As a former lighting designer, what skills do you bring to your current role at Luminii?
I’d have to say responsiveness and understanding. If somebody calls and says, ‘Hey, I have this lighting emergency,’ I’ve been there. I get it. I’ve been in your position. I can offer options to fix the problem or suggest different ways we can approach the situation. It’s about being present and available. How can I add value to what you’re doing? I don’t want to breathe down a client’s neck and be that type of salesman. I’d rather have back-and-forth communication. Tell me what you need.
Do you have any advice for aspiring lighting designers?
Don’t be afraid to ask questions. When you’re fresh out of school, you need to have initiative; it’s important to be a sponge and absorb things. Go to design firms’ websites and look at their photos. See if you can reverse engineer a finished project in your mind to figure out how things came together. Go to museums and find something that inspires you. Don’t just design out of a book.
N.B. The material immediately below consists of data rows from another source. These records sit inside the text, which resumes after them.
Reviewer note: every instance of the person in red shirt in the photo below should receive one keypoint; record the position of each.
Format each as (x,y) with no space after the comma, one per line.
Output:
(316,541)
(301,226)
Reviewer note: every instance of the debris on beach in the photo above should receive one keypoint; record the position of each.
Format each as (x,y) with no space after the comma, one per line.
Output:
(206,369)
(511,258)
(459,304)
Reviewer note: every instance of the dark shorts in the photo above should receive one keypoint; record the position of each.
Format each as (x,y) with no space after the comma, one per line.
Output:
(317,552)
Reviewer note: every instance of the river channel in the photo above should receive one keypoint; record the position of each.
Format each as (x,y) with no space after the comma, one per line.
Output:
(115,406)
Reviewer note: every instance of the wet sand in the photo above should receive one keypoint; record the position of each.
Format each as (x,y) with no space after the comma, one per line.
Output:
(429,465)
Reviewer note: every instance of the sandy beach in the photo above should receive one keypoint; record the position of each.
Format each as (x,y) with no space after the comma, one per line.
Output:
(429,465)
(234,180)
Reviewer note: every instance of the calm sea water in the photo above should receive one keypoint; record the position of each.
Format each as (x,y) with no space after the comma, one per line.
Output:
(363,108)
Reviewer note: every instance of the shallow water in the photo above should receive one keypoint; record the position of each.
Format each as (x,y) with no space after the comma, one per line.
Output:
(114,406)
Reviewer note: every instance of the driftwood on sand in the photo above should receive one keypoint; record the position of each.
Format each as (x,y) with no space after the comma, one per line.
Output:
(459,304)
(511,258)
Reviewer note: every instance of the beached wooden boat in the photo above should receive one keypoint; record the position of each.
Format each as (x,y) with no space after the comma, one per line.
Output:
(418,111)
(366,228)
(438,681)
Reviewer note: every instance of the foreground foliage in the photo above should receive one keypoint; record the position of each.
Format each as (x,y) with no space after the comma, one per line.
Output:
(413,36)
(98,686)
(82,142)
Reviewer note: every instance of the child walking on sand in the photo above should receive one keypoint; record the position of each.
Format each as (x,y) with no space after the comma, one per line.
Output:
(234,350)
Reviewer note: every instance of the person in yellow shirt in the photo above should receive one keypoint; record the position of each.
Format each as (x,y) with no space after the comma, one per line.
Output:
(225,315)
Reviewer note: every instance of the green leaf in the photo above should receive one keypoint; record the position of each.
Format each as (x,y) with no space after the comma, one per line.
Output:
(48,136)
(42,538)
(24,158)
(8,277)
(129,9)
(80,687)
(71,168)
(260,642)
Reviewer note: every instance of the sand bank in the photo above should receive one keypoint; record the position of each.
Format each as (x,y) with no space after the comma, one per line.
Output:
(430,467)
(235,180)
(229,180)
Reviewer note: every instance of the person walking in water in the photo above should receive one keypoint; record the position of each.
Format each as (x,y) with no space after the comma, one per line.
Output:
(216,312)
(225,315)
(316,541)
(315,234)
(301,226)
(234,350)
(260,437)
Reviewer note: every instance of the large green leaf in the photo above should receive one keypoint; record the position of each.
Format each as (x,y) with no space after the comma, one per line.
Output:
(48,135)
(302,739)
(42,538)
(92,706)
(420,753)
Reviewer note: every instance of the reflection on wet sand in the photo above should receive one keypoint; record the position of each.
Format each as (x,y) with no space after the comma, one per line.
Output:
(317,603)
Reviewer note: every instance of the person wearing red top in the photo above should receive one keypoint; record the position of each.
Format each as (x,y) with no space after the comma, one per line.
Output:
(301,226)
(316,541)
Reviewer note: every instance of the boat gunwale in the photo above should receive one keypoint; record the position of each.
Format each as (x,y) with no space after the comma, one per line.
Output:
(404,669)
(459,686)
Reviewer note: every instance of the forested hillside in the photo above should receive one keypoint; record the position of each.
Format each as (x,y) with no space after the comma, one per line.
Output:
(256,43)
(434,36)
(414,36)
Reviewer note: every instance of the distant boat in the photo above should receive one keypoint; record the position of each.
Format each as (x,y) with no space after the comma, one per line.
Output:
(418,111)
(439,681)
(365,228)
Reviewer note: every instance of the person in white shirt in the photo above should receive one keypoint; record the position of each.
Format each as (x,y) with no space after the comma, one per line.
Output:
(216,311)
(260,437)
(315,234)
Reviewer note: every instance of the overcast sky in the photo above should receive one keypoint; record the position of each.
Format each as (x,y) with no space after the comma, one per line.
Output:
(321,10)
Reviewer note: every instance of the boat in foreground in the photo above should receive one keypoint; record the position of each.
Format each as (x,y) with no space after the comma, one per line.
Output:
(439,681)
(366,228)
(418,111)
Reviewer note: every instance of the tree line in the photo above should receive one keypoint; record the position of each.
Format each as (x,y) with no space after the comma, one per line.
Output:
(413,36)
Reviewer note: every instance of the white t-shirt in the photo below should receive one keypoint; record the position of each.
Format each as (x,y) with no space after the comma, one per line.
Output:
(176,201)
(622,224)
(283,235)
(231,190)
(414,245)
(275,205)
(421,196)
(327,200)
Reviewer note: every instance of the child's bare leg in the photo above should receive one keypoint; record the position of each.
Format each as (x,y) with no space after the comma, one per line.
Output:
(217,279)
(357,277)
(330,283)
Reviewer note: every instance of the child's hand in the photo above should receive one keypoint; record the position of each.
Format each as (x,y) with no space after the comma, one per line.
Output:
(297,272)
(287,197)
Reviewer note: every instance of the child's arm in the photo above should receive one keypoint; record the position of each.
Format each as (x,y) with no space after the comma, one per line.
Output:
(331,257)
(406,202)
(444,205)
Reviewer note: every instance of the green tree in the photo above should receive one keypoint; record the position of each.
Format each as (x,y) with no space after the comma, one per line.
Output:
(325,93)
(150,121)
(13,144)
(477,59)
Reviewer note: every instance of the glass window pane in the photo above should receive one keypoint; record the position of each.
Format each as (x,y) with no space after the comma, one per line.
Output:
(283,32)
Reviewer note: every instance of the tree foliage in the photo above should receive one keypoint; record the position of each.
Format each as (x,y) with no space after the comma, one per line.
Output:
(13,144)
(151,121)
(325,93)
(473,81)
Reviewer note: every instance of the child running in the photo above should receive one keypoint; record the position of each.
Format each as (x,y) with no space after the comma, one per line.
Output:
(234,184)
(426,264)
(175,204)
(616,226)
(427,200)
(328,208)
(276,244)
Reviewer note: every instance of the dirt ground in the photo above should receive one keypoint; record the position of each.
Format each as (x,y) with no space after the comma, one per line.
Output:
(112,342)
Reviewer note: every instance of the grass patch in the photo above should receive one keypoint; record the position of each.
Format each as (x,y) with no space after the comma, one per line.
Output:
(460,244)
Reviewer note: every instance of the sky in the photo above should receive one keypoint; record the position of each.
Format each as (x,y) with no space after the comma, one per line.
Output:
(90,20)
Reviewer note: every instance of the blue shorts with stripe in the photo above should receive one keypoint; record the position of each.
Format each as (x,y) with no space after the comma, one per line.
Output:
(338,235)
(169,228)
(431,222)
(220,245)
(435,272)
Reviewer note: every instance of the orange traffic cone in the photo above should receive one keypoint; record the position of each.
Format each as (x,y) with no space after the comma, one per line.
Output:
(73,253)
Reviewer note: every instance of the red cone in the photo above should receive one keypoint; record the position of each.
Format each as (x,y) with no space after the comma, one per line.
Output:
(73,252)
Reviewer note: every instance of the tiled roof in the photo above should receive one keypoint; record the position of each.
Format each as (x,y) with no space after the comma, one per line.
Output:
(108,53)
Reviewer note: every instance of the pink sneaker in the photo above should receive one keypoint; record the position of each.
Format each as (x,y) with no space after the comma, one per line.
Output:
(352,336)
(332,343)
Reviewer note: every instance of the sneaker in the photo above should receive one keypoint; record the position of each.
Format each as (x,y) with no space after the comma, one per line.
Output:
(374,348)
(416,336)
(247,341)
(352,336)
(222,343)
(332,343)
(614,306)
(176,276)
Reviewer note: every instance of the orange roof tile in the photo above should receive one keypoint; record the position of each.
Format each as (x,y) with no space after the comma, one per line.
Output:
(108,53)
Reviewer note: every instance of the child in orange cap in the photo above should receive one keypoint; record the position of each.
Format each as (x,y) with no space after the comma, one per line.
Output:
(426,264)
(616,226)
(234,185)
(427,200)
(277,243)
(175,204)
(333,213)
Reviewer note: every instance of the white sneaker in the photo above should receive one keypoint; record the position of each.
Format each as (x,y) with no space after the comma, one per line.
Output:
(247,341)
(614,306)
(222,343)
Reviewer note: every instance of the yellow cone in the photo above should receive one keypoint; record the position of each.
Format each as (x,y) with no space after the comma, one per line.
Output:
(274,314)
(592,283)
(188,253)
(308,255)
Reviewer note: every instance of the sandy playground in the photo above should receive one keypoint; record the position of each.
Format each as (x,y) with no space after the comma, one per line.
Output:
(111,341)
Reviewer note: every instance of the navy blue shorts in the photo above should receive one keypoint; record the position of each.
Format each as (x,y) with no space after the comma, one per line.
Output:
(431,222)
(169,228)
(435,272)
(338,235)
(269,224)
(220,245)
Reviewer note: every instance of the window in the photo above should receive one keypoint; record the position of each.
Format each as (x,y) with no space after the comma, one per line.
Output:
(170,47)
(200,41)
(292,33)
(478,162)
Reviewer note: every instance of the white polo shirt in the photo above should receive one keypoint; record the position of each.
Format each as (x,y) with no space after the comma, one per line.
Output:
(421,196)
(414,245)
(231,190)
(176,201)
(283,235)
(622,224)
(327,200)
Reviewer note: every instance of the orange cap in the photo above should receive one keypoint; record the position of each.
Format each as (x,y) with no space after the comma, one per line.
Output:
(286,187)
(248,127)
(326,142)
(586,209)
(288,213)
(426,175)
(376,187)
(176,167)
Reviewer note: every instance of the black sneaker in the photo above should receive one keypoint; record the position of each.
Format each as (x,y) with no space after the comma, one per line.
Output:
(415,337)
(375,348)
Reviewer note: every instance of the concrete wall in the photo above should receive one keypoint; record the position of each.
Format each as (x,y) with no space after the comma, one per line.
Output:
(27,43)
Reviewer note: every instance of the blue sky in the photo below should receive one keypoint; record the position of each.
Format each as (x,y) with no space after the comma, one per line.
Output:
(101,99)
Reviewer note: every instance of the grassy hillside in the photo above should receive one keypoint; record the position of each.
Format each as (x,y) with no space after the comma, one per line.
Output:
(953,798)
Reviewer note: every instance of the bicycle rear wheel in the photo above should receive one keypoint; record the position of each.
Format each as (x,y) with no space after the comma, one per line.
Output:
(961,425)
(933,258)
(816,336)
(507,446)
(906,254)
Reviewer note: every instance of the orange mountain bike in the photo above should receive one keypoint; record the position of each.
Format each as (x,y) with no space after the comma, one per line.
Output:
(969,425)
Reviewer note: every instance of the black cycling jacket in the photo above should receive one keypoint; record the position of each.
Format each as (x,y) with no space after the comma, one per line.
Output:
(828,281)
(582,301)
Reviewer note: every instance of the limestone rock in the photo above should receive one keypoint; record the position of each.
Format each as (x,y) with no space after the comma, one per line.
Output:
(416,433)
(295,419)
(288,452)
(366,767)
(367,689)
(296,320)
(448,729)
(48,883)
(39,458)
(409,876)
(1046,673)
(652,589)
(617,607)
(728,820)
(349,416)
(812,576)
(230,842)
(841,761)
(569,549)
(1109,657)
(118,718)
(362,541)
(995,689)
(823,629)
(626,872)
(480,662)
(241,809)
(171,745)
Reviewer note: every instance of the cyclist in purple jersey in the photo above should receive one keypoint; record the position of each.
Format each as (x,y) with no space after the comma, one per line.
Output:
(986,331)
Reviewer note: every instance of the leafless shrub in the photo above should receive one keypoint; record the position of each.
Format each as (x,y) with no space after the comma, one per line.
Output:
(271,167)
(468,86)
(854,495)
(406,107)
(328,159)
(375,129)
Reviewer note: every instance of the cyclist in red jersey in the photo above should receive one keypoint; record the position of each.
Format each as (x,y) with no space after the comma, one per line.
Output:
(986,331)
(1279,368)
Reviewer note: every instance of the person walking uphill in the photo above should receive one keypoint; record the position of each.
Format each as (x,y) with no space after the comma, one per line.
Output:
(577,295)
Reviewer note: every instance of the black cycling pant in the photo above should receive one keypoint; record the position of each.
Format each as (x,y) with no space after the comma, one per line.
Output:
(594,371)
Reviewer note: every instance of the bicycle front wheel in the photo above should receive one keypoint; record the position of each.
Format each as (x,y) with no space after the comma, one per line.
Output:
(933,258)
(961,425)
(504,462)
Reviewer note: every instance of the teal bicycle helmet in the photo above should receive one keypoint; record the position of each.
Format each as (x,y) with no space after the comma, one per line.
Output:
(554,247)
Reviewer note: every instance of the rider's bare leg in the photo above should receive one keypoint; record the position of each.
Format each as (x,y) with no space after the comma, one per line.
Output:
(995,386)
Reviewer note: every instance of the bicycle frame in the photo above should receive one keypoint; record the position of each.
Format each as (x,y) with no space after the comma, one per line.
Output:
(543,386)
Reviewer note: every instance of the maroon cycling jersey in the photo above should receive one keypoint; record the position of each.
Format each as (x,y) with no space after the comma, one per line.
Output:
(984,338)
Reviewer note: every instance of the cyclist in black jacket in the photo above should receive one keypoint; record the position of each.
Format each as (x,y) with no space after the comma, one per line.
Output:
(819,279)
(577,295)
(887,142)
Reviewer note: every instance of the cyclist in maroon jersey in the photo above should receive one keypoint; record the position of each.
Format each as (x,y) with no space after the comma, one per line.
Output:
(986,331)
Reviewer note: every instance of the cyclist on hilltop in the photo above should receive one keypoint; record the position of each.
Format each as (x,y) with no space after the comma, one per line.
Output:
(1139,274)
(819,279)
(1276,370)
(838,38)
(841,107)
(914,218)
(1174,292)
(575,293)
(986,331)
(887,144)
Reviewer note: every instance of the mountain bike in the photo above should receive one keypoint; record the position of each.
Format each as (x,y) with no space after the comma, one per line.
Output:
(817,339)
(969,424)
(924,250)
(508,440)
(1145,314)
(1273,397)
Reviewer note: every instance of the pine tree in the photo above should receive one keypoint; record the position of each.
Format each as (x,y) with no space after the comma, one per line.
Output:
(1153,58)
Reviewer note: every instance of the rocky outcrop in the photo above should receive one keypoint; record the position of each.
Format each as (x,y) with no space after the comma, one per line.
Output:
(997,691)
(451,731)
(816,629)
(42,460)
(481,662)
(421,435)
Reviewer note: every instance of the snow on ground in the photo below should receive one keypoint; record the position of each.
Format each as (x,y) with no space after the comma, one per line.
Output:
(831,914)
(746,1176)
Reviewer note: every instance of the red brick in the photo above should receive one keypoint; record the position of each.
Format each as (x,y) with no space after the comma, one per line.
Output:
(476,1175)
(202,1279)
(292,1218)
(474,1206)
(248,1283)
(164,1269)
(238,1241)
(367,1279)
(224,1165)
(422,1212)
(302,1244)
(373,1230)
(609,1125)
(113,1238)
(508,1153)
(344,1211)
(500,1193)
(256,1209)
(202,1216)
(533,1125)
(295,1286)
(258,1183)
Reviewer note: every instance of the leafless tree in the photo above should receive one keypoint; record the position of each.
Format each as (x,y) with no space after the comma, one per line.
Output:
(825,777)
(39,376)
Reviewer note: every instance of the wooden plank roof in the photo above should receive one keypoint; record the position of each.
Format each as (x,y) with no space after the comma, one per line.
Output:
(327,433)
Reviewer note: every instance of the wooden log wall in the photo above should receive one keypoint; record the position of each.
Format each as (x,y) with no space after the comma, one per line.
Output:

Fostering relationships with colleagues and collaborators is also hugely important. I feel like the younger generation is used to texting or sending an email and not really connecting with people. Get to know that architect. Get to know that interior designer. Spend a minute or two at the end of your call asking people what they do for fun. Do they have any kids? When you talk to that person next, you’ll be able to say, ‘Hey, How’s John doing?’ It’s important to build that personal connection because you’re not a robot at that point. You’re actually a human being who cares.